Ellen Sigal, the founder of Friends of Cancer Research (FOCR), reflects on 10 years of the FDA’s breakthrough therapy designation in Nature Reviews Drug Discovery, a publication in the Nature group. She says the program has gone far beyond what she had imagined a decade ago in spurring innovation in new cancer therapies.

On the topic of cancer drugs, a new analysis in BioMed Central looks at the increasing number of anticancer drugs that have been approved based on the results of a single-arm trial.

What’s we’re watching

The FDA is holding a public meeting on March 22 titled “Final Assessment of the Program for Enhanced Review Transparency and Communication in the Biosimilar User Fee Act.” It will include an independent third-party contractor presentation on BsUFA II and take in stakeholder feedback.

On the same day, the Duke Margolis Center for Health Policy is holding a webinar on artificial intelligence/machine learning (AI/ML). It will address frameworks for regulating AI/ML products, good machine learning practices (GMLP) and postmarket evaluation. It will also include a fireside chat with Jeffrey E. Shuren, director of CDRH.

Also up for CDRH is its periodic virtual town hall for COVID-19 test developers on 23 March. As usual, the agency hopes to address technical questions about the development and validation of tests for SARS-CoV-2.
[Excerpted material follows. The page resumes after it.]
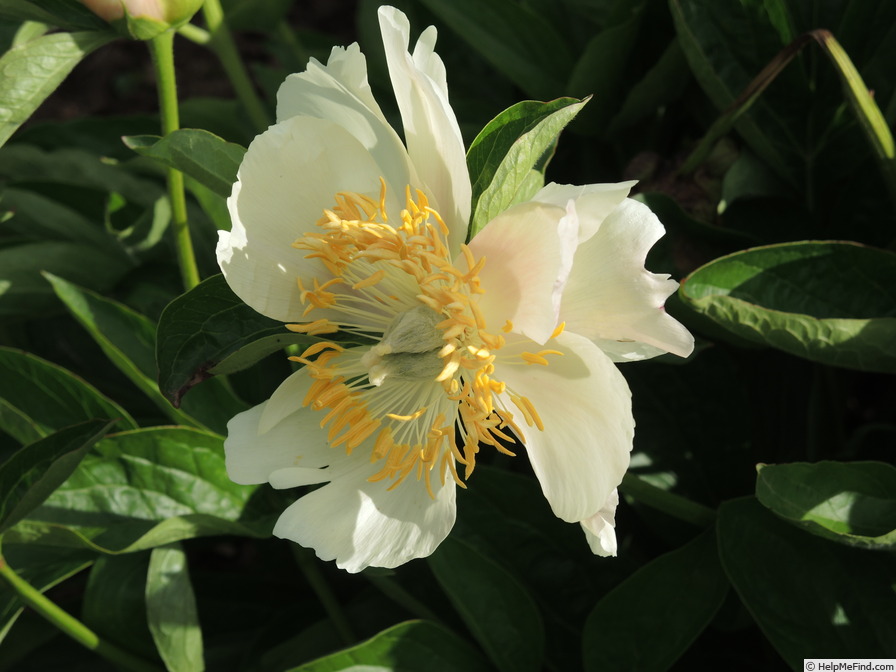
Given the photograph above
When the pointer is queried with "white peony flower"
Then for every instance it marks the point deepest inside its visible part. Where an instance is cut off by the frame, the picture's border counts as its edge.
(340, 228)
FDA’s CDER and its Biomarker Working Group is holding a virtual workshop between 23-24 March to discuss multi-component biomarker concepts and terminology, and address gaps in those concepts and terminologies.
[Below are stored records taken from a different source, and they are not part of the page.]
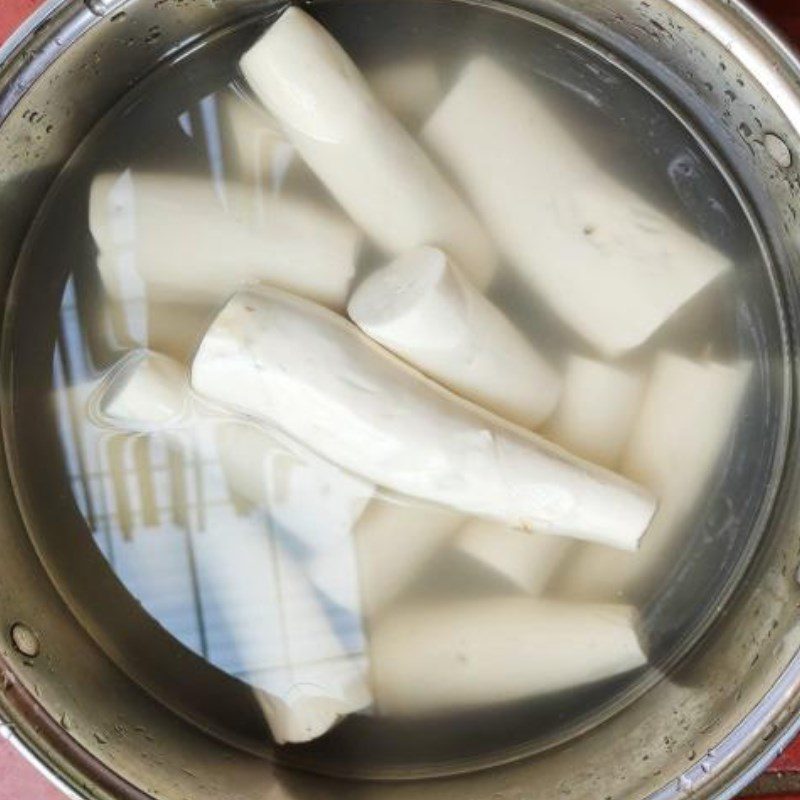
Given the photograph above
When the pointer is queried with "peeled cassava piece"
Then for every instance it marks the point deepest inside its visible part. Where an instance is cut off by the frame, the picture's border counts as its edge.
(313, 374)
(172, 235)
(309, 501)
(370, 164)
(613, 266)
(423, 309)
(597, 409)
(318, 679)
(473, 653)
(678, 438)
The Office of Management and Budget (OMB) reports that it received a draft guidance from the FDA on 11 March titled, “Cybersecurity in Medical Devices: Quality System Considerations and Content of Premarket Submissions.” The executive agency is reviewing the guidance.

Rep. Michael Burgess (R-TX), reportedly is submitting a bill (HR 7084) to the House Energy and Commerce Committee. The initial language of the bill seems to require that all connected medical devices need to show reasonable assurance of safety and effectiveness throughout the product’s lifecycle.

© 2022 Regulatory Affairs Professionals Society.